The HUB is a mixed-use development in the heart of Shanghai’s new vibrant neighbourhood, Hongqiao District. Designed by Neri & Hu Design and Research Office, the highlight of this complex is the Performance and Exhibition Center that was envisioned as the “hot spot” of culture and arts of the new neighbourhood.
The interior concept draws inspiration from landscape to create a nature-like environment that provides retreat from the heavily built context and visual overload of contemporary culture. The performance center interior is perceived as a five-story urban oasis in the form of as a solid rock set inside the exterior envelop; spaces are carved out and programmatic elements inserted. Visitors arriving from the subway station find themselves walking into an underground space, with the ceiling covered in metal tubes mimicking the roots of the forest above.

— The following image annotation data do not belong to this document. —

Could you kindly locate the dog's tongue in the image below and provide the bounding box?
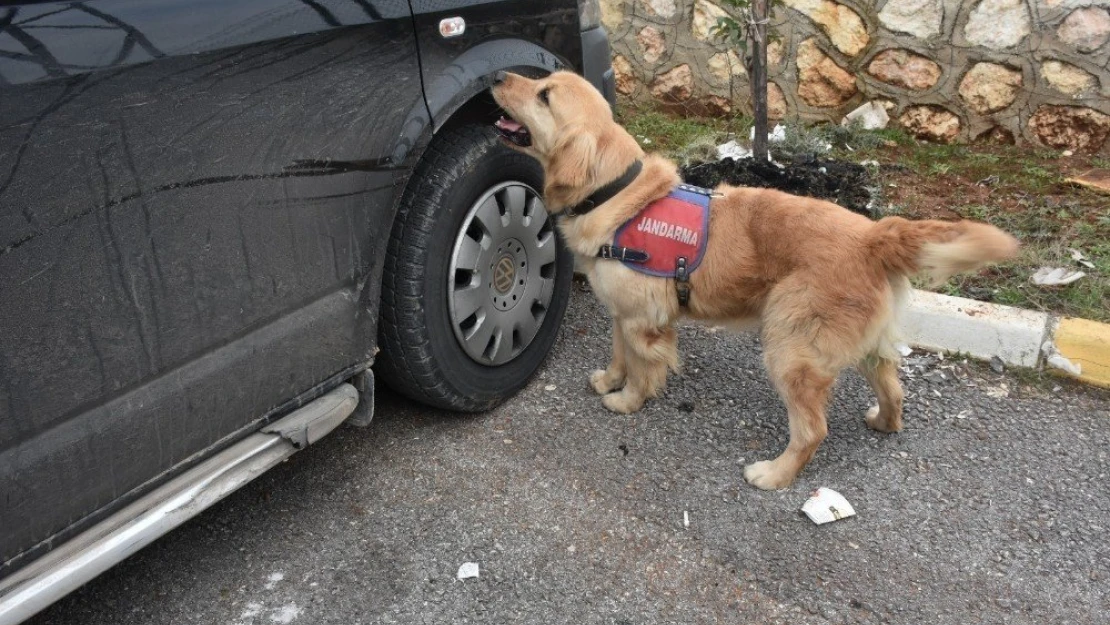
[496,117,524,132]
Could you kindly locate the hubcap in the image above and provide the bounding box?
[447,182,556,365]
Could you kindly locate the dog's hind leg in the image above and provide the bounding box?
[589,319,626,395]
[602,319,678,414]
[744,335,836,491]
[859,354,902,432]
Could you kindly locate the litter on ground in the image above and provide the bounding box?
[801,486,856,525]
[1031,266,1087,286]
[457,562,478,579]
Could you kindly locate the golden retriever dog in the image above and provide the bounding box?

A dramatic escalator tunnel with deep ceiling coves brings one out of the ground into the primary exhibition hall. A floating canopy of wood sticks hovering over the three-story atrium transforms the space into a forest. Gallery openings are wrapped in interlocking solid sandstone and light walnut balustrades. Wherever a visitor is, his/her role as the spectator and the partaker of a performance on stage is constantly alternating as one meanders along the cavernous galleries and bridges. Hidden above at the upper levels is the treasure box – a 750-seat performance hall with floating screens, associating with the bamboo slips from ancient China to “record” the stories inside.
One can discover other delightful spaces carved into the sandstone mass throughout – golden toilet cubicles; cigar room, salon, and bars as wooden houses inserted into the rock; halls of mirror in black-glazed tiles with green toilet rooms; bronze elevator cabs; private VIP rooms dressed in hand-painted tiles that narrate the story of Hongqiao District’s humble past; and a golden trellis inside the VIP Lounge dotted with intricately crafted pendant lights.